The beta-silicon effect also called silicon hyperconjugation in organosilicon chemistry is a special type of hyperconjugation that describes the stabilizing influence of a silicon atom on the development of positive charge at a carbon atom one position removed (β) from the silicon atom. The C-Si σ orbital is said to partially overlap with the σ* anti-bonding orbital of the C-leaving group, lowering the energy of the transition state leading to the formation of a carbocation.  A prerequisite for the hyperconjugation to occur is an antiperiplanar relationship between the Si group and the leaving group. This allows for the maximum overlap between the C-Si σ orbital and the σ* anti-bonding orbital of the leaving group. Silicon hyperconjugation explains specific observations regarding chemical kinetics and stereochemistry of organic reactions with reactants containing silicon.

The picture below shows the partial overlap of the C-Si σ orbital with the C-X (leaving group) σ*orbital(2b). This donation of electron density into the anti-bonding orbital weakens the C-X bonding orbital, lowering the energy barrier to breakage of the C-X bond as indicated in transition state 3. This stabilization of the transition state leads to favorable formation of carbenium ion 4. This becomes manifest in the increased rates of reactions that have positive charge developing on carbon atoms β to the silicon.

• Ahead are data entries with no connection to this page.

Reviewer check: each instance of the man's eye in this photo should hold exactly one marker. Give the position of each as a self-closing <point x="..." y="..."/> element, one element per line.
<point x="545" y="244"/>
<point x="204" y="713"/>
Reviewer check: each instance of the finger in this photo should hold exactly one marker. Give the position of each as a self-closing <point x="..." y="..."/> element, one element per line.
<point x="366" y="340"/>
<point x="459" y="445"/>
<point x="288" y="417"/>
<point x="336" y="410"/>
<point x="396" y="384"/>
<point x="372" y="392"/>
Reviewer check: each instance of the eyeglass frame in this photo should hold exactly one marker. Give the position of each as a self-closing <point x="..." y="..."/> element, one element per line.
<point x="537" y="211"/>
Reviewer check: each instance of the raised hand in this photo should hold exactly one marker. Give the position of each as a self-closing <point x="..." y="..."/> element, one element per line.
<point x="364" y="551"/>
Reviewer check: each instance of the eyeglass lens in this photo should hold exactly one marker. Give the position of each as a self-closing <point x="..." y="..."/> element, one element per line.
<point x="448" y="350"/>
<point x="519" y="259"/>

The alpha-silicon effect is the destabilizing effect a silicon atom has on the development of positive charge on a carbon atom α to the silicon (ie directly attached to the silicon). As a corollary to this, development of negative charge on this atom is stabilized, as seen in the increased rates of reactions that develop negative charge here, such as metalations. This is explained by partial overlap of the C-M σ orbital with the C-Si σ* anti-bonding orbital, which stabilizes the C-M bond.

In a pioneering study by Frank C. Whitmore ethyltrichlorosilane (scheme 2) was chlorinated by sulfuryl chloride as chlorine donor and benzoyl peroxide as radical initiator in a radical substitution resulting in chloride monosubstitution to some extent in the α-position (28%, due to steric hindrance of the silyl group) and predominantly in the β-position.

By adding sodium hydroxide to the α-substituted compound only the silicon chlorine groups are replaced but not the carbon chlorine group. Addition of alkali to the β-substituted compound on the other hand leads to an elimination reaction with liberation of ethylene.

In another set of experiments (scheme 3) the chlorination is repeated with n-propyltrichlorosilane The α-adduct and the γ-adduct are resistant to hydrolysis but the chlorine group in the β-adduct gets replaced by a hydroxyl group.

The silicon effect is also manifest in certain compound properties. Trimethylsilylmethylamine (Me3SiCH2NH2) is a stronger base with a pKa of 10.96 for the conjugate acid than the carbon analogue neopentyl amine with pKa 10.21. In the same vein trimethylsilylacetic acid (pKa 5.22) is a poorer acid than trimethyl acetic acid (pKa 5.00).